@redleghunter
I like Fr. Lawrence's explanation so I will show it:
This understanding of
proginosko also informs St. Paul’s meaning in Romans 8:29, where after saying that God causes everything to work together to help us in our salvation (v. 28) he writes, that those “whom He foreknew, He also predestined to become conformed to the image of His Son, so that He might be the first-born among many brethren”. The word translated “predestined” is the Greek
proorizo/ προοριζω, literally to pre-appoint,
orizo meaning “to appoint, to order, to designate”. The word
orizo is used of a prophet ordering a meal (in Didache 11:9), and of God appointing Jesus Christ to be the Saviour (in Acts 17:31), and of Him designating Jesus as the Son of God by raising Him from the dead (in Romans 1:4). The word
proorizo therefore means that God pre-appointed those whom He foreknew would believe in Jesus to be conformed to Christ’s image. The emphasis in not on individual’s choice for or against Christ, but on corporate destiny; it does not answer the question, “Who gets saved and how?”, but rather, “What is God planning to do for those whom He foreknew would believe?” The answer: their destiny is to be conformed to the image of Christ, so that all that Christ is by nature He shares with them by grace. Thus Christ is but the first-born of many brethren; all of God’s people are pre-appointed to be like Jesus.
Paul says the same thing in Ephesians 1:4-5. Paul begins his doxology for God’s work in Christ by blessing Him because He has given us every spiritual blessing through our union with Christ in the heavenlies (v. 1). Unlike the rest of the world, Christians enjoyed heavenly and transcendent blessedness through their incorporation into Christ. This, St. Paul goes on to say, is the outworking of God’s eternal plan, for “He chose us in Him before the foundation of the world that we should be holy and blameless before Him”. In Christ and through our union with Him God “predestined us (Greek
proorizo) to adoption to sonship through Jesus Christ to Himself” (v. 4-5).
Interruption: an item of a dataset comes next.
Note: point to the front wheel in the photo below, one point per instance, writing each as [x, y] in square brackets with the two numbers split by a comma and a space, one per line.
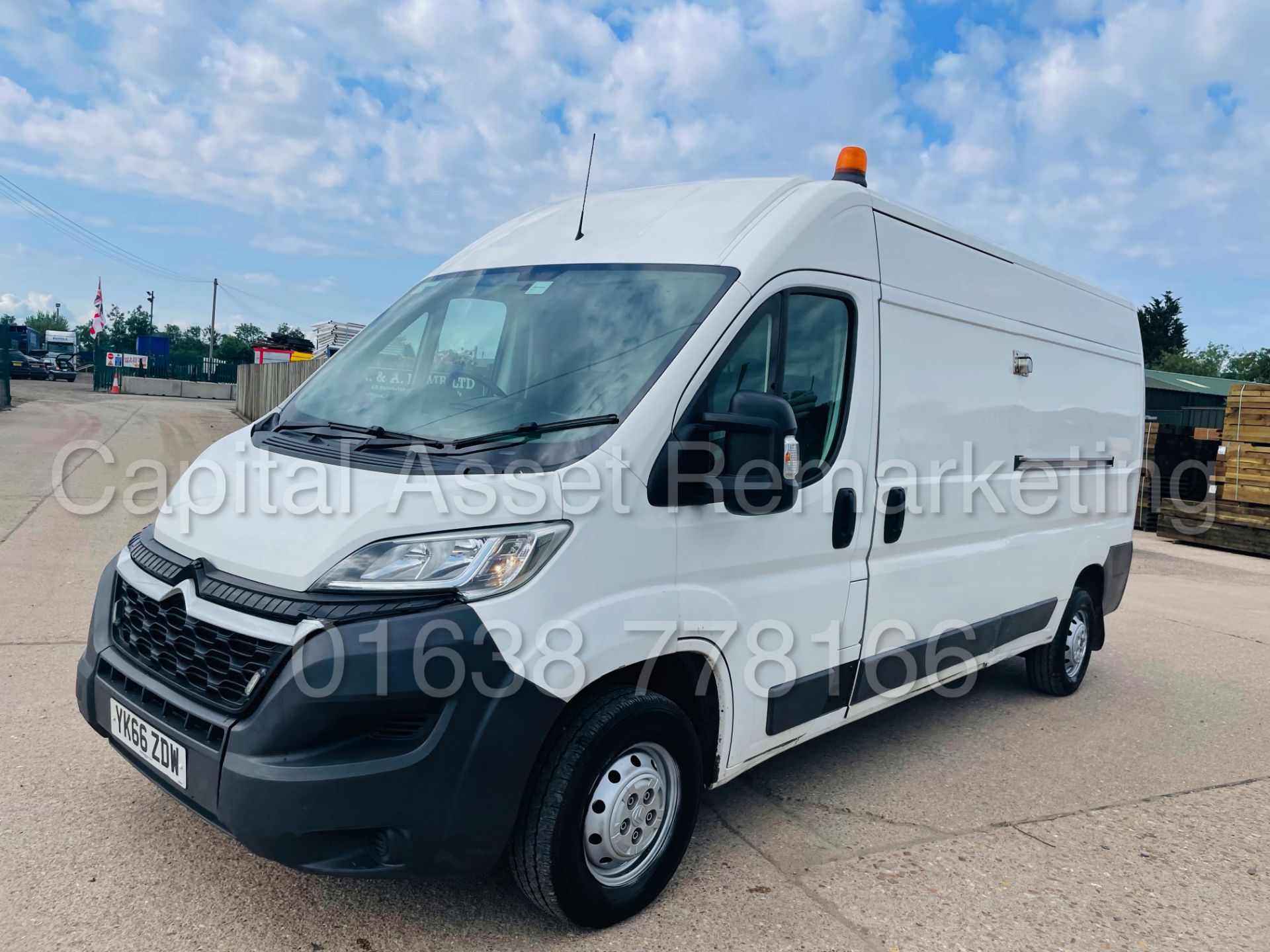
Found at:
[611, 809]
[1060, 666]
Note: the content of this predestination and pre-appointing is not our inclusion or exclusion in salvation, but what such a salvation consists of— namely, being “holy and blameless before Him”, our “adoption to sonship”. As God’s sons, we are thus brothers of Christ, and He is therefore “the first among many brethren”.
Some Jews of Paul’s day indignantly insisted that if this was the case, then God was being unjust, for all Jews must be saved, regardless of whether or not they rejected Jesus (wickedly rejected, as Christians thought). Paul’s answer? “Who are you, O man, to answer back to God?” (9:20). If God wants to judge those who wickedly reject His Christ, what did they have to say about it? The potter can choose what he does with his clay, and in the same way, if He wishes, God can choose to use their prideful rejection of Christ as the catalyst of His long-deferred judgment upon them.